Shyamalan sempre teve tanto detractores quanto simpatizantes insuspeitos (João Bénard da Costa tecia-lhe loas a cada novo filme), mas antes havia algo para gostar ou não gostar. Agora só se encontra o desmazelo, o descuido, um não-querer-saber (que porventura até são menos indigestos para os que dantes não gostavam nada do seu cinema).
Trap é a explicação para se ter deixado de fazer pequenas obras-primas como Snake Eyes. Não vale a pena uma pessoa chatear-se. Para quem é, bacalhau basta. Uma realização anónima vale o mesmo que uma mise-en-scène exuberante e hiper-planeada. Um argumento bem orquestrado, tanto como um conjunto de ideias acéfalas lançadas ao ar. Shyamalan aprendeu a lição e presume-se que não voltará atrás. É pena.
É um pouco como se alguém erigisse uma catedral majestosa para celebrar um guaxinim.
Eu, que não tenho seguido a carreira de Shyamalan atentamente, já tinha notado essa queda estilística: é a diferença entre Split e Glass.

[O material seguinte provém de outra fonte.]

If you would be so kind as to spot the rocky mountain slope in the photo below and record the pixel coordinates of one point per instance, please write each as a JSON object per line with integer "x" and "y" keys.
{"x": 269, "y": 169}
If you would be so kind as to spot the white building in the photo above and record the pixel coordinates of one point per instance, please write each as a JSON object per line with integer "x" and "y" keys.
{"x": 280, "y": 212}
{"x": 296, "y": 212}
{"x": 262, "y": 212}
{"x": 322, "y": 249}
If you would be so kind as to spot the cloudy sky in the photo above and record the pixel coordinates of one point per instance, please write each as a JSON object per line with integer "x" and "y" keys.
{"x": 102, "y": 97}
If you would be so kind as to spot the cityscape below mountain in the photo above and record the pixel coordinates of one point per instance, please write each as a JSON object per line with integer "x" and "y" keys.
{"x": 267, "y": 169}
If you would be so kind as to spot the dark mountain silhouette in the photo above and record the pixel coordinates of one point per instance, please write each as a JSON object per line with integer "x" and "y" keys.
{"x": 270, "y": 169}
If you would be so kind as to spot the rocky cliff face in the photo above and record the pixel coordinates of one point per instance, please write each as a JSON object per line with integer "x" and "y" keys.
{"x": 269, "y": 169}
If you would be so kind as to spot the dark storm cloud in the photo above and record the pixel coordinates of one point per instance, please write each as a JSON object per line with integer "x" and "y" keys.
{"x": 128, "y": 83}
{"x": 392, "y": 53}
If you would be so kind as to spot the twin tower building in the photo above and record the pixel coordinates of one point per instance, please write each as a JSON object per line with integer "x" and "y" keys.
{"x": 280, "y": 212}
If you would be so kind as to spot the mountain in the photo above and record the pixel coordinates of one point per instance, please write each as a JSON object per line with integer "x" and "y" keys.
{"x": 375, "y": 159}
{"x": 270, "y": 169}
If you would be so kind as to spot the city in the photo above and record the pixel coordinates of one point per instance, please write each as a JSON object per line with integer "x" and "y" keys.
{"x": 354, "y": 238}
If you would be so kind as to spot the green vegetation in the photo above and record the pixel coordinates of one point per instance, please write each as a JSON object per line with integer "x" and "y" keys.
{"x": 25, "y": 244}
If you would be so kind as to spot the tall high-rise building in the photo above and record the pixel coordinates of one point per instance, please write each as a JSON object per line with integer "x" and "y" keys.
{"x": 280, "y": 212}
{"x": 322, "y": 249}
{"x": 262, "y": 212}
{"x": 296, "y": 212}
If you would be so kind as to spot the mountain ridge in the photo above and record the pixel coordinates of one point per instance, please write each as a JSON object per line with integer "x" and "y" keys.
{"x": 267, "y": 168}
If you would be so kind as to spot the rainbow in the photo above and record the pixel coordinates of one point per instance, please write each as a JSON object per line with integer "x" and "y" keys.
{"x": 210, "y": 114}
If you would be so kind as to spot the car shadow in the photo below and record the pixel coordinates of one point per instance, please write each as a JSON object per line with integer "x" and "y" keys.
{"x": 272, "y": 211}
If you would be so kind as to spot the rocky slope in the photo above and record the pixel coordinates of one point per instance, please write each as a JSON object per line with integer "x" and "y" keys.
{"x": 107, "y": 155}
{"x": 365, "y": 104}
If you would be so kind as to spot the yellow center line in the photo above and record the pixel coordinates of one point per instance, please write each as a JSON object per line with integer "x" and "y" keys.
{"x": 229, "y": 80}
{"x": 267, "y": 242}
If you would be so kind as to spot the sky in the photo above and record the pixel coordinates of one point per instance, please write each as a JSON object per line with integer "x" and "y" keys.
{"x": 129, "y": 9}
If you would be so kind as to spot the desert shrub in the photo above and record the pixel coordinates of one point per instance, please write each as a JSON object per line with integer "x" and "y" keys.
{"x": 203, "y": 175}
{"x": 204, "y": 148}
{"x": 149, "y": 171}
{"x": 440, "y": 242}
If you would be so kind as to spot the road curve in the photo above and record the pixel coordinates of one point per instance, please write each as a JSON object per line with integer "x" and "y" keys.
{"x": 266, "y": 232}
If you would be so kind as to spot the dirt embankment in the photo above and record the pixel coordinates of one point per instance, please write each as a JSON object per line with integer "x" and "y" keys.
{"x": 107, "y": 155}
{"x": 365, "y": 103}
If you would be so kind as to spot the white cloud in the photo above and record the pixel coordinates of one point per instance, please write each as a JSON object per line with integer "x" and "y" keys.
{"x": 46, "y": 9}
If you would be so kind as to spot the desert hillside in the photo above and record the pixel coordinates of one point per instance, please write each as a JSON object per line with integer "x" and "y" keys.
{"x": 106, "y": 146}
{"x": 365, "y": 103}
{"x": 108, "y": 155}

Quase tão estúpida como aquela sequência de Dark Knight Rises, outro filme muito pateta, em que toda a força policial (toda, é mesmo toda, só escapam os enfermos e as chefias) se enfia nos túneis de Gotham à procura de um único malfeitor.
Não gosto de encontrar plot holes e falhas de lógica nos filmes. Parece-me um desporto fútil, arma de arremesso para quem não tem melhores argumentos. Mas às vezes não consigo suspender a descrença. Pode ser uma questão de fé. Se acreditar que o filme me vai levar a bom porto, estou mais disposto a tolerar todas as parvoíces e incredulidades. O contrário também é verdade, obviamente.
Interpretada por Hayley Mills, que conheço somente do verso «You’re still in love with Hayley Mills» de «Goodbye Lucille #1» dos Prefab Sprout, uma das minhas canções preferidas.
O filme parece querer dar a entender qualquer coisa sobre ela, mantendo o suspense sobre a sua identidade, não lhe mostrando imediatamente a cara, mas vai-se a ver e não é nada — como se alguém começasse a contar uma anedota, mas se esquecesse de dizer a piada.
De um tempo relativamente recente no qual se faziam obras-primas sem se dar muito por isso.
Ouve-se uma dezena de canções de Saleka Shyamalan. Que não são boas nem más, antes pelo contrário; semelhantes às que outras candidatas a estrelas pop andam para aí a cantar. Não fosse ser filha de M. Night, Saleka jamais se distinguiria das demais.